You will of course need to tweak instances of my-app to get this script to work. Its meant as an example not a literal template.

#!/bin/bash

trap "docker stop postgres-$USER localstack-$USER" EXIT

docker run \
    --name localstack-$USER \
    -e SERVICES='s3,dynamodb' \
    -e HOSTNAME_EXTERNAL='localstack' \
    --rm -d localstack/localstack

docker run \
    --name postgres-$USER \
    -e POSTGRES_PASSWORD=1337h4ck35 \
    --rm -d postgres:9.6 \-c 'log_destination=stderr' \-c 'logging_collector=on' \-c 'log_directory=pg_log' \-c 'log_filename=postgresql-%Y-%m-%d_%H%M%S.log'

docker run \
    --name myapp-$USER \
    --link postgres-$USER:postgres \
    --link localstack-$USER:localstack \
    -v "$PWD:/my-app" \
    -e USER_HOME=$HOME \
    -e USER_NAME=$USER \
    -e AWS_DEFAULT_REGION=us-east-1 \
    -e AWS_ACCESS_KEY_ID=abc \
    -e AWS_SECRET_ACCESS_KEY=def \
    -e LOCALSTACK_HOST='localstack' \
    --rm -ti myapp-$USER

Then set execution permissions: $ chmod +x run-myapp-docer and start it up: $ cd my-app && ./run-myapp-docker.

The key thing is the use of --link which ties our application to the Postgres and Localstack containers. Though --link is considered deprecated and the docker project recommends moving to docker compose I have not found a need to do so personally. Your results may vary.

Within our app container postgres is the hostname we would use to refer to our DB and localstack for AWS.

The final piece is getting this to work is setting the AWS endpoints. The localstack repo has a list of the various endpoints you would need to use as well as the general information on how to get started.

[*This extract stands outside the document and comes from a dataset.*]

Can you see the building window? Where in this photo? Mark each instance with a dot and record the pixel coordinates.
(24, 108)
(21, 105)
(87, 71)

Overall I find this to be a really nice way to start developing a service that is going to live in AWS, while keeping everything local and under more simple control.

Notes

DynamoDB Attribute Definitions

This always trips me up so I'm writing it down, I hope this commits it to memory.

AttributeDefinitions = KeySchema + Indexes

So if the table has a KeySchema of {KeyType: "HASH", AttributeName: "my_primarykey"} and an global secondary index named {KeyType: HASH, AttributeName: "my_index"} then you simple add these into the AttributeDefinition and give their type. Like the following.

AttributeDefinitions:
    - AttributeName: "my_primarykey"
      AttributeType: S
    - AttributeName: "my_index"
      AttributeType: S

Very simple. It says this pretty much verbatim in the docks and yet I always spend five minutes futzing with it. No more!

TIL: AWS Security Groups

Today while I was struggling with getting an EC2 instance to be able to communicate with an RDS Aurora cluster, my coworker Craig Andera taught me a something very useful about AWS Security Groups.

They can be thought of as two things:

  1. An identity
  2. A container for rules.

This first aspect was completely missing from my mental model.

In my mind, and through AWS, I was attempting to create the following.

EC2 Instance <--- The Security Group --->  DB Cluster

Where The Security Group was simply a set of rules, a mapping of ports. The in/outbound 5432 ports open, and yet it wasn't working. And this is of course where the missing element of identity came into play. I wasn't specifying who was allowed to connect on those ports only how they were allowed to connect.

The answer was to create an additional SG for just the EC2 machine and then use this to specify both who, and how the machine would connect to the DB Cluster.

With this I have created a new mental model.

EC2 Instance (as SG-1234)
   ^
   |
   \
    -> DB Cluster (allowing: SG-1234 on port 5432)

I now understand that I need to specify who is connecting and not just how.